Oil marketers also get paid for their margins (retail investments and operating costs), a compensation that has for the past few months been eliminated by the government under the fuel stabilisation scheme.
Margins averaged Sh12 per litre of diesel, super and kerosene last year before Epra slashed them to zero in a bid to lower the pressure on the compensation margins at the back of a spike in global costs of crude.
A litre of super is retailing at Sh159 while that of diesel is going for Sh140 in the current pricing schedule that will end tonight.

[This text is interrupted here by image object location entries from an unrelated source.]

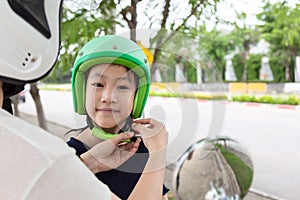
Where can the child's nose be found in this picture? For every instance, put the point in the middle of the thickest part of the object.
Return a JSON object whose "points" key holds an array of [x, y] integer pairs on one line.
{"points": [[108, 95]]}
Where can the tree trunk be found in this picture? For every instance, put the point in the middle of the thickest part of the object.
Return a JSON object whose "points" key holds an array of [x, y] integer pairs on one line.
{"points": [[34, 91]]}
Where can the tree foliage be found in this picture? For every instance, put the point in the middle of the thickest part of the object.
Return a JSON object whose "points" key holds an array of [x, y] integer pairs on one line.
{"points": [[79, 26], [281, 28]]}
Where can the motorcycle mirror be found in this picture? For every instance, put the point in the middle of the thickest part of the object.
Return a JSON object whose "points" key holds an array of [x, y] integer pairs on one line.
{"points": [[212, 169]]}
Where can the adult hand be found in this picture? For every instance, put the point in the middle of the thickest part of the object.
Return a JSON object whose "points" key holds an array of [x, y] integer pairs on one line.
{"points": [[154, 134], [111, 153]]}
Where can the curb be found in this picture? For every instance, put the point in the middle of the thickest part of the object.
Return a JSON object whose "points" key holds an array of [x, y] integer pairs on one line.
{"points": [[264, 194], [253, 104]]}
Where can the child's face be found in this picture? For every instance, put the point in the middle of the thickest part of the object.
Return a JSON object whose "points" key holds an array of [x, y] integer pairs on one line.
{"points": [[110, 92]]}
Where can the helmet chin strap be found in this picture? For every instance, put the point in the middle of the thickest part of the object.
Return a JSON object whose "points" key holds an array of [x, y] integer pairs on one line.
{"points": [[100, 133]]}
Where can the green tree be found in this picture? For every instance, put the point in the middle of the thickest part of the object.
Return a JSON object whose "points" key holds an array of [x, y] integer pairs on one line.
{"points": [[243, 37], [281, 28], [79, 26]]}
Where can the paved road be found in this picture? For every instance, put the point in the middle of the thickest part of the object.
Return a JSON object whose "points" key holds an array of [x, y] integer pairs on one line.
{"points": [[270, 134]]}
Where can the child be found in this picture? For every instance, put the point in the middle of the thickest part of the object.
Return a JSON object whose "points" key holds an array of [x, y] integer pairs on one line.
{"points": [[110, 85]]}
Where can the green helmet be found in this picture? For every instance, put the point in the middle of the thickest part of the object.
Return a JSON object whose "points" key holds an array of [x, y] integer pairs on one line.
{"points": [[111, 49]]}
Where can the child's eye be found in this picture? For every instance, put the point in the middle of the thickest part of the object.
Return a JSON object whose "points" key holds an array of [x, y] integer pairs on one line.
{"points": [[97, 85], [123, 87]]}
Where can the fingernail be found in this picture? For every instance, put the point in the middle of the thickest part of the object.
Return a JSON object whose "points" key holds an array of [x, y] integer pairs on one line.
{"points": [[130, 134]]}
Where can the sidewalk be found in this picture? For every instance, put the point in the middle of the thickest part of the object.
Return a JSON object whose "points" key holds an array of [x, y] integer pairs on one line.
{"points": [[59, 130]]}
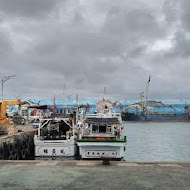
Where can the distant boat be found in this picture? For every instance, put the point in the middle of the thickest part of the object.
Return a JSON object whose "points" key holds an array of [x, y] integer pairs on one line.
{"points": [[149, 110]]}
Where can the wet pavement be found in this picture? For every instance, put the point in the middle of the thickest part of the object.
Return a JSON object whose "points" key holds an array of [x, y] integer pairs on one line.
{"points": [[33, 175]]}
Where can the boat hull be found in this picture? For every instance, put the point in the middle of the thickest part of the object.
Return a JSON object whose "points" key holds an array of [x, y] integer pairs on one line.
{"points": [[155, 117], [100, 150], [55, 148]]}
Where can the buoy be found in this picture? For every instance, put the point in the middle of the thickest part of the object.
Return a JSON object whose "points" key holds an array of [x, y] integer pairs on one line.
{"points": [[23, 153], [16, 156], [10, 148]]}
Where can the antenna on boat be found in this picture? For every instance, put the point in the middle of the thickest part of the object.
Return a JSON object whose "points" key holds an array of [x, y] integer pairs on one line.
{"points": [[104, 91], [144, 96]]}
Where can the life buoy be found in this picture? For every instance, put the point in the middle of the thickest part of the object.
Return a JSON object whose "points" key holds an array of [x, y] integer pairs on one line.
{"points": [[100, 138], [16, 156], [23, 153], [1, 152], [11, 149]]}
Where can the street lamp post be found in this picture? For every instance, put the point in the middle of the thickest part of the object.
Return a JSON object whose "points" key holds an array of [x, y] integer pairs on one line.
{"points": [[3, 80]]}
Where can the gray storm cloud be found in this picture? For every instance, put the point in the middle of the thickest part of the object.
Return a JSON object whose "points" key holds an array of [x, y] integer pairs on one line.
{"points": [[86, 45]]}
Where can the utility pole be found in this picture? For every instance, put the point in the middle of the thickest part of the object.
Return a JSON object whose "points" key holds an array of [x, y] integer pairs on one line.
{"points": [[3, 80]]}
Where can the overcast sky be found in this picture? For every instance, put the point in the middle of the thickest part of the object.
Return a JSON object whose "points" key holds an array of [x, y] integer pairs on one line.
{"points": [[86, 45]]}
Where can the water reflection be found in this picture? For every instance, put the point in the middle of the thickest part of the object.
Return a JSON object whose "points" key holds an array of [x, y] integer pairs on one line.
{"points": [[153, 141]]}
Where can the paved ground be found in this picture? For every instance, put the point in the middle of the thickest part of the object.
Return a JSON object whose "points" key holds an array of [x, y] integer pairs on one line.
{"points": [[92, 175]]}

Marketers are currently trucking fuel from the Kenya Pipeline Company’s depots in Mombasa prompting them to push for an increase from the government to cushion them from losses.
The dealers have also been hurt by the shilling’s weakening against the dollar, which has significantly increased exchange losses for the dollar-hungry importers.
Epra’s compensation to dealers is based on the printed official exchange rates, which are lower than the rates that oil marketers buy from banks.
Marketers petitioned the government to consider the shilling exchange rate against the dollar in the monthly compensation, pleas that Epra remained non-committal on how the government will compensate for losses.
The dealers had said the weaker rate exposes them to losses of up to Sh3 per litre hurting the ability of oil majors to offer fuel to independent dealers at wholesale prices.